A Higher-Order Variable Cross-Section Viscoelastic Beam Element Via ANCF for Kinematic and Dynamic Analyses of Two-Link Flexible Manipulators

A new viscoelastic beam element with variable cross-sections is developed based on the absolute nodal coordinate formulation, in which the higher-order slope coordinates are used to describe the variable geometric boundaries and circumvent possible shear-locking problem. The mass and stiffness matrices of the new element are derived by considering the variable geometrical boundary in the integration functions. The modified Kelvin–Voigt viscoelastic constitutive model for large deformation problems is introduced into the stiffness matrix. The dynamic model of a typical two-link manipulator with variable cross-section links is established where the constraint equations of revolute joints are considered with Lagrange multipliers.
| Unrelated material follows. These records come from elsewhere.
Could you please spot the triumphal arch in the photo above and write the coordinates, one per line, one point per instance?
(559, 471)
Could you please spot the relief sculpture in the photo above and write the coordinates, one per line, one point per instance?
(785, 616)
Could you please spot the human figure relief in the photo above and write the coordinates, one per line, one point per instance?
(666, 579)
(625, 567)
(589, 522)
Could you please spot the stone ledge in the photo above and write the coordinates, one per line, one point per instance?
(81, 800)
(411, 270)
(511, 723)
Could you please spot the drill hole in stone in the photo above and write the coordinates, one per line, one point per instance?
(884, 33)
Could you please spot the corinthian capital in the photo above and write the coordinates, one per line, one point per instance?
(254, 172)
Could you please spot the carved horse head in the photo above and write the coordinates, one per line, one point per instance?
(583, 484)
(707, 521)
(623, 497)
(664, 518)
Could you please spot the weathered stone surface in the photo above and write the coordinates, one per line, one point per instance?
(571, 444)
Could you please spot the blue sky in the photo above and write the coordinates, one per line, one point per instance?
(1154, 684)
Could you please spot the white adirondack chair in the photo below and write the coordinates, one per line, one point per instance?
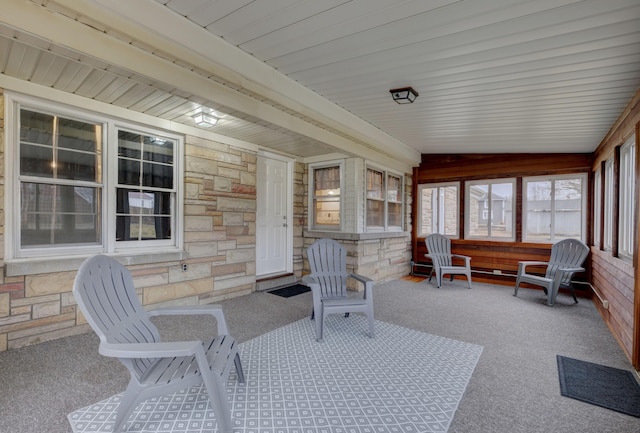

The kinematic trajectories of the manipulator with various materials and geometrical parameters are numerically studied. It is shown that the new element could circumvent shear-locking problem and yield improved accuracy and convergence compared with the conventional beam elements for solving large deformation problems. Also, the viscosity of the structural material helps to reduce the deformation of the links and improve the kinematic precision of the manipulator, hence the trajectory of the flexible manipulator could be controlled by changing the geometrical shape of the cross-section of links under the constraint of same mass.